Bild: Mansonschen Kommune, inszeniert von Till Gerhard.
Diese Ausstellung wird eine Provokation. Eine Reise in den Diskurs. Ein
Weg, auf den sich zwei Kuratoren gemacht haben, um Zusammenhänge zu finden,
die das zunächst unspektakuläre Jahr 1969 erhellen. Um lose Enden
probeweise zusammen zu bringen und scheinbar disparate Ereignisse zu
verknüpfen. Diese Schau wird mutig und scheu zugleich. Sie formuliert eine
These, um sie gleich darauf zu negieren.
Die Ausstellung "Man Son 1969. Vom Schrecken der Situation", die ab dem
kommenden Freitag in der Hamburger Kunsthalle gezeigt wird, ist behaftet
mit dem denkbar größten Repertoire an Widersprüchen. Das mag daran liegen,
dass die Kuratoren Frank Barth und Dirck Möllmann 16 Jahre trennen.
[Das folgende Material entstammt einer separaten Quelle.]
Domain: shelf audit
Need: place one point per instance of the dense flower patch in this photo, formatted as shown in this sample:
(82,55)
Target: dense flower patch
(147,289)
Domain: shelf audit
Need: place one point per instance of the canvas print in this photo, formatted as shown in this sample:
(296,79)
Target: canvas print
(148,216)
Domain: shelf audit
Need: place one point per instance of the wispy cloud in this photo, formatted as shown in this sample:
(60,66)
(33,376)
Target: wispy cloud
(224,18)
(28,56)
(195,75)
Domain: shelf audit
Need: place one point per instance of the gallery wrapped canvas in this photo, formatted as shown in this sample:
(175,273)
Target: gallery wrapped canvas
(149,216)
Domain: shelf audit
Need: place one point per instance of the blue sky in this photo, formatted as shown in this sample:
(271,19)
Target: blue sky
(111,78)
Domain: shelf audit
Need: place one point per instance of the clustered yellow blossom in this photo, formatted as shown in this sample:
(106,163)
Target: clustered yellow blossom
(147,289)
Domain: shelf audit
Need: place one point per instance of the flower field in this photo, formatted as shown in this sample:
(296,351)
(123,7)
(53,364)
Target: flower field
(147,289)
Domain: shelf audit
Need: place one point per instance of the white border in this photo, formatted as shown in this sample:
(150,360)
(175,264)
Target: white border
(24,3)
Auch
sind die beiden Ausstellungsmacher in Persönlichkeit und Zugriff auf die
Welt so verschieden, dass sich ihr Konflikt wohl zwangsläufig in der
Ausstellung spiegelt. Genau darin liegt aber vielleicht deren Potenzial:
Der eine konterkariert unverzüglich, was der andere sagt; das bringt mal
chaotische, mal plausible Folgerungen hervor.
Da wäre zunächst das Thema: der 1934 geborene Hippie Charles Manson, dessen
Kommunenmitglieder 1969 die Schauspielerin Sharon Tate und sechs weitere
Hollywood-Bewohner töteten. Manson, wie die Mörder selbst bis heute in
Haft, war eine schillernde Figur: Mal bediente er sich beim Satanskult, mal
pries er Rassismen und ritzte sich Hakenkreuze in die Stirn. Dieser
verqueren Persönlichkeit also soll die Ausstellung huldigen, indem sie 53
Künstler vom Mittelalter bis heute präsentiert? Nein, sagen die Kuratoren
unisono. Handeln soll die Schau, für die rund ein Drittel der Arbeiten
eigens konzipiert wurde, vielmehr von dem Ereignis-Konglomerat des Jahres
1969; und zu dem zählten auch die Morde der Manson-Anhänger.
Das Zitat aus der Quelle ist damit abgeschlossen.